‘Lincoln waitress receives the tip of a lifetime’
January 05, 2014 6:00 pm • By PETER SALTER / Lincoln Journal Star
The Cracker Barrel customer had a checkbook, and what he wrote in it after lunch Thursday would make his happy server even happier, but first he and his friend had a few questions.
They asked the hostess: Can you give us your grumpiest server? We want to make them laugh.
Sorry, the hostess said. Nobody grumpy here. I’ll seat you with our happiest.
At Table 222, they asked Abigail Sailors for the special -- turkey and dressing -- and for eggs and sausage.
Then they asked the 18-year-old why she was so happy.
And over the course of their meals, she told them.

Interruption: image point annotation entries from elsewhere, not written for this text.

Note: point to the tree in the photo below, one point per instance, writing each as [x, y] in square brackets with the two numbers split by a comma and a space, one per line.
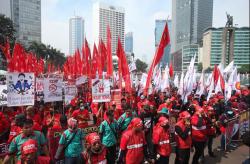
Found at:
[140, 65]
[7, 30]
[245, 68]
[200, 67]
[47, 52]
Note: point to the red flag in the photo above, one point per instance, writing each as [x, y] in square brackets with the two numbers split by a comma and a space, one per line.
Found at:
[87, 57]
[6, 50]
[165, 40]
[123, 66]
[94, 61]
[109, 54]
[171, 70]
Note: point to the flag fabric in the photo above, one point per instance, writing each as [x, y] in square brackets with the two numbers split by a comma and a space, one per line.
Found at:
[123, 66]
[94, 61]
[6, 50]
[165, 40]
[109, 54]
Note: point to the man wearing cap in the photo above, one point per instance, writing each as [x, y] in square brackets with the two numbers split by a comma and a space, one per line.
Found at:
[27, 133]
[95, 152]
[16, 127]
[125, 118]
[72, 142]
[211, 129]
[81, 115]
[109, 135]
[183, 138]
[133, 144]
[161, 140]
[199, 132]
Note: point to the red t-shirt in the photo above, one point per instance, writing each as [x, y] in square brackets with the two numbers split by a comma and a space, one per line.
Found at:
[133, 143]
[81, 116]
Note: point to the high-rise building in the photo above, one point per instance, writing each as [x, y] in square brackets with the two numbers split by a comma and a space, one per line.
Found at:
[76, 34]
[129, 42]
[5, 8]
[159, 27]
[190, 19]
[105, 15]
[26, 16]
[212, 47]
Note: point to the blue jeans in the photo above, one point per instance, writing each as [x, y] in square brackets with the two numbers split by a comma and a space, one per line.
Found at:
[222, 141]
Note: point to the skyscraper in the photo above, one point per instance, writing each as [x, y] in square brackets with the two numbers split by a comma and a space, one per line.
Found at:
[129, 42]
[159, 27]
[104, 15]
[190, 19]
[26, 16]
[76, 34]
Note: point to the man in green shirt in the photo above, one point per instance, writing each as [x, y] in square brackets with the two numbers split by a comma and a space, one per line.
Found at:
[27, 133]
[72, 139]
[109, 131]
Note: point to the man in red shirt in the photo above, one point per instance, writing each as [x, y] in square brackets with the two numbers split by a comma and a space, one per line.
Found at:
[82, 116]
[161, 140]
[199, 132]
[133, 144]
[183, 138]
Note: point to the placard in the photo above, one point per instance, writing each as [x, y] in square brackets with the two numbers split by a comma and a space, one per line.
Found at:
[53, 88]
[70, 91]
[101, 90]
[20, 88]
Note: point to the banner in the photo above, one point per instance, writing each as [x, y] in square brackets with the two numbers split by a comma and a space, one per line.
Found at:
[20, 89]
[53, 88]
[81, 80]
[70, 91]
[39, 88]
[3, 95]
[100, 90]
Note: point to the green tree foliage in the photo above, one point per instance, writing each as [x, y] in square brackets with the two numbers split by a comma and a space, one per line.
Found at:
[140, 65]
[7, 30]
[47, 52]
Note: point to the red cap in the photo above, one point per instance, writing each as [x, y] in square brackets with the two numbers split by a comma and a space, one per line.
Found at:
[91, 138]
[184, 115]
[163, 121]
[135, 123]
[29, 146]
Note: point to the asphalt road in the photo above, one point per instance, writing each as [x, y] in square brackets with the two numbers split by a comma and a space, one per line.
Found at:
[236, 156]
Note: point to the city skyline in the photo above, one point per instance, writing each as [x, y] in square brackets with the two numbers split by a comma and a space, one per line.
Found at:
[76, 34]
[54, 30]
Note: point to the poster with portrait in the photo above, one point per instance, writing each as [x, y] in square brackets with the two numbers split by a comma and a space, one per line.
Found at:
[70, 91]
[20, 88]
[3, 94]
[101, 90]
[39, 88]
[53, 85]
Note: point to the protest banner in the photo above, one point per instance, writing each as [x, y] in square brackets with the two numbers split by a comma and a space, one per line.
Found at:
[20, 88]
[53, 88]
[3, 95]
[101, 90]
[70, 91]
[39, 88]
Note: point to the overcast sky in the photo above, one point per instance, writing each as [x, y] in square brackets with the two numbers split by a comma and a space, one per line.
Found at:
[140, 18]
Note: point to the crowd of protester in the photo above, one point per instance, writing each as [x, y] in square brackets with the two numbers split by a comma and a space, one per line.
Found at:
[138, 129]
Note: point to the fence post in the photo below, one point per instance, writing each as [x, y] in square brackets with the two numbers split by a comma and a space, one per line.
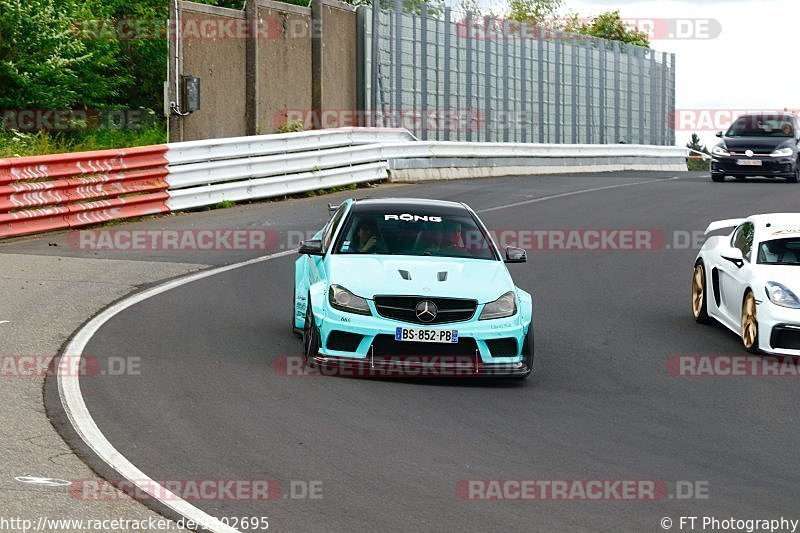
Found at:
[447, 67]
[398, 63]
[487, 60]
[468, 84]
[523, 80]
[252, 111]
[316, 63]
[375, 52]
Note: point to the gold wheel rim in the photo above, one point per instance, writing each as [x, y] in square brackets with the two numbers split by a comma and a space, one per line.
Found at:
[749, 322]
[697, 291]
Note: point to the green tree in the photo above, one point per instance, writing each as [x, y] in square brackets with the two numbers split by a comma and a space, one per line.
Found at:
[695, 144]
[609, 25]
[45, 64]
[536, 12]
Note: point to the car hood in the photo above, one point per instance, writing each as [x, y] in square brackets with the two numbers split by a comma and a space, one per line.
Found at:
[367, 275]
[757, 144]
[786, 275]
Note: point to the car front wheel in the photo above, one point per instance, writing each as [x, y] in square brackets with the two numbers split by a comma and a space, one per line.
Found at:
[527, 353]
[310, 334]
[749, 323]
[794, 178]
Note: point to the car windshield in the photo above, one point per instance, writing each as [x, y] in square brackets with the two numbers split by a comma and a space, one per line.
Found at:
[761, 126]
[780, 252]
[403, 233]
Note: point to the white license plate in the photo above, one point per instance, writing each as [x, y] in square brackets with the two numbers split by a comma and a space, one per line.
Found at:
[445, 336]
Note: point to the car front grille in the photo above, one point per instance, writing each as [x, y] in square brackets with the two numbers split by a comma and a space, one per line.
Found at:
[504, 347]
[387, 346]
[404, 308]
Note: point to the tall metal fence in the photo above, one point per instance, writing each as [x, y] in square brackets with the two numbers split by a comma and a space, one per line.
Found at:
[447, 75]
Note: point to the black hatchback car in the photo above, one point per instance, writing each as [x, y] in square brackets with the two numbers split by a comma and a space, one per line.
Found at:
[758, 145]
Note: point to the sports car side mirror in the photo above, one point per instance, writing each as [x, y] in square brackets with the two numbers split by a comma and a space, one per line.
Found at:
[516, 255]
[311, 247]
[734, 255]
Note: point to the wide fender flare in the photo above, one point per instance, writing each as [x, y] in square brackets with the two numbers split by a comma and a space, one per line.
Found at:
[526, 307]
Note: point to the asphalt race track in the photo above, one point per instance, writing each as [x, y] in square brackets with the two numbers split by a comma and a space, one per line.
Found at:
[389, 453]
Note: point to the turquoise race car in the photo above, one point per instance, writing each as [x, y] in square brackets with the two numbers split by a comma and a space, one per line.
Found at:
[410, 287]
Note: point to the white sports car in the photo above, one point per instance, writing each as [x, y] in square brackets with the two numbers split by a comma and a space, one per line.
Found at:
[749, 280]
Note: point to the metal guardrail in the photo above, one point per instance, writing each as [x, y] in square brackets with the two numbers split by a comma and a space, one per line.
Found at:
[68, 190]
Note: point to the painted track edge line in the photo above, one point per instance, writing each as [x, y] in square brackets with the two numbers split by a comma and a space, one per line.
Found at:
[574, 193]
[78, 414]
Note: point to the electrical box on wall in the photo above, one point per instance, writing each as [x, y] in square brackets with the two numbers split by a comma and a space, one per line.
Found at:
[190, 94]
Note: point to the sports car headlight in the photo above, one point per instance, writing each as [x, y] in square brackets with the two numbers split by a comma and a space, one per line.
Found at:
[781, 295]
[782, 152]
[720, 150]
[504, 306]
[344, 300]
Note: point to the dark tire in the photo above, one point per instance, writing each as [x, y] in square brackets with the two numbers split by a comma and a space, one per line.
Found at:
[749, 323]
[700, 294]
[310, 334]
[527, 353]
[297, 331]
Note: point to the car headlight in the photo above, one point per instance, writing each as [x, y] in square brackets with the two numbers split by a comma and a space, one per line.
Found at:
[782, 152]
[720, 150]
[504, 306]
[344, 300]
[781, 295]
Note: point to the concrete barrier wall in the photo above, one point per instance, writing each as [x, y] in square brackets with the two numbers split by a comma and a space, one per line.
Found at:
[283, 70]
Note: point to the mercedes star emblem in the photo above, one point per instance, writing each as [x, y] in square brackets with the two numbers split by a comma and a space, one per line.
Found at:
[426, 311]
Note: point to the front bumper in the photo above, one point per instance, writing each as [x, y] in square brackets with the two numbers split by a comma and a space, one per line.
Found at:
[366, 345]
[779, 329]
[770, 166]
[413, 366]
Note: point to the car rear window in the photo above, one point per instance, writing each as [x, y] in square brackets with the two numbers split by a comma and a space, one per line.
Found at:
[761, 126]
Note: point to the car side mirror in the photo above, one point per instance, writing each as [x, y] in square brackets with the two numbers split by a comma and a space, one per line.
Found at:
[734, 255]
[516, 255]
[311, 247]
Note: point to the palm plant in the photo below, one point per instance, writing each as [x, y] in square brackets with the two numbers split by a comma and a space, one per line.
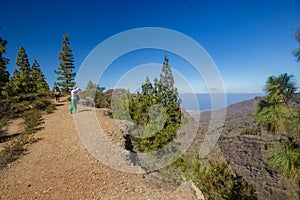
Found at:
[273, 112]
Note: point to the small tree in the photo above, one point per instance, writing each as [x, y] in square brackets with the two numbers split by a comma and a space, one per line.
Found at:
[156, 112]
[296, 52]
[273, 112]
[38, 78]
[21, 81]
[4, 75]
[66, 76]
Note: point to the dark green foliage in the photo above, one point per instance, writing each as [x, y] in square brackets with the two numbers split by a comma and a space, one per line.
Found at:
[250, 131]
[21, 81]
[4, 75]
[94, 96]
[286, 160]
[273, 112]
[276, 114]
[33, 120]
[38, 78]
[296, 52]
[50, 108]
[26, 80]
[156, 112]
[66, 76]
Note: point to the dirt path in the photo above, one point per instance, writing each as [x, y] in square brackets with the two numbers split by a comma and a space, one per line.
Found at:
[59, 167]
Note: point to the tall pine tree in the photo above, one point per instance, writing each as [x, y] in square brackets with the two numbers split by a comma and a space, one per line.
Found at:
[4, 75]
[66, 76]
[21, 81]
[38, 78]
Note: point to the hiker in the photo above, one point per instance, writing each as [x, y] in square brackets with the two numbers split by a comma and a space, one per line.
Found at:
[74, 99]
[57, 94]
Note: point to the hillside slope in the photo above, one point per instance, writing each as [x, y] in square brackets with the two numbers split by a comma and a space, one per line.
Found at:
[247, 154]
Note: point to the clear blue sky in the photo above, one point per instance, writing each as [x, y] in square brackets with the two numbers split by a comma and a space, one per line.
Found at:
[248, 40]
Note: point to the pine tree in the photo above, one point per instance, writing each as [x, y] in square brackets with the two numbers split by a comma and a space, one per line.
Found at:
[21, 81]
[156, 111]
[66, 76]
[296, 52]
[4, 75]
[38, 78]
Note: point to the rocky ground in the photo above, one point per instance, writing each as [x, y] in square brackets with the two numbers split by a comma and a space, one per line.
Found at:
[58, 166]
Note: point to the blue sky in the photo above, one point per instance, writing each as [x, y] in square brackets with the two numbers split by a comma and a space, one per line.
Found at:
[247, 40]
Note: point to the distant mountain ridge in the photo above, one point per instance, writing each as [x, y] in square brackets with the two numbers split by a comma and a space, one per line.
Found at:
[202, 101]
[247, 153]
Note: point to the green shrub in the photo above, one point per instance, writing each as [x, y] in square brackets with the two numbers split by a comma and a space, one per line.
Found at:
[33, 119]
[50, 108]
[41, 103]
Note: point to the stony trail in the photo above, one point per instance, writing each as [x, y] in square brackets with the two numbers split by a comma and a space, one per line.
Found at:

About her childhood. The youngest of five from Falls City was just 7 months old when her parents crashed their car on the back roads to St. Joseph, Mo. Her mother never fully recovered from her brain injury, and her father wasn’t fit to be a father.
They were scattered to three foster homes, then reunited under the same roof. They endured abuse there for years, said Abigail’s older sister, Sydnie Murphy. That foster father is still in prison.
“All the horror stories you hear about foster care,” Sydnie said, “we lived through it.”
The state split them again -- some to other homes, Abigail and Sydnie and a brother eventually to their father’s house. But then he was arrested for abuse, too.
They didn’t find real stability until about nine years ago, when John and Susi Sailors took them in. And kept them. And raised them. And loved them like they love their own five children.
“It’s a great home, great people, amazing,” said Abigail, who took their last name. “I don’t know how I would have turned out if I didn’t have them. They shaped the person I am today.”
Abigail still sees her birth mom. In fact, she and Sydnie were picking her up at her rehabilitation home in Omaha and taking her out for pizza Thursday night.
After she talked about her past, Abigail told her customers about her future. Which was on hold. She had just finished her first semester at Trinity Bible College in North Dakota, where she’s studying youth ministry and psychology.
But she’s paying her own way, and didn’t have enough money for the spring semester. So she was saving her wages and tips to add to her financial aid, and planned to return next fall. She was thinking about taking online courses until then.
“She’s always been a good worker and paid her own bills and saved her money,” her foster father said. “She’s a great girl. It’s amazing where she is from, what she’s been through.”
And that -- all of that -- was why she was so happy, the server told her customers.
Her life could be worse. But it isn’t.
“I’m just thankful. Everything we went through, my attitude is: God blessed me with a lot of things. I’m doing good. That’s all that matters to me.”
The customers -- one older, one middle-aged -- kept asking questions. Abigail kept answering. She didn’t know them. They weren’t regulars at the north Lincoln restaurant. She did learn they were from Nebraska, and she learned their names, but didn’t feel right sharing them.
When the men were finished eating, one told her he had graduated from Trinity.
He opened his checkbook.
He wrote one check to the college for $5,000, for her tuition.
He wrote one check to her for $1,000, for whatever she needed.
He left a $100 tip she split with another server.
And Abigail, who’d felt like she already had so much, now had even more.
“I couldn’t believe it. I tried to thank them, and they said, ‘thank God.’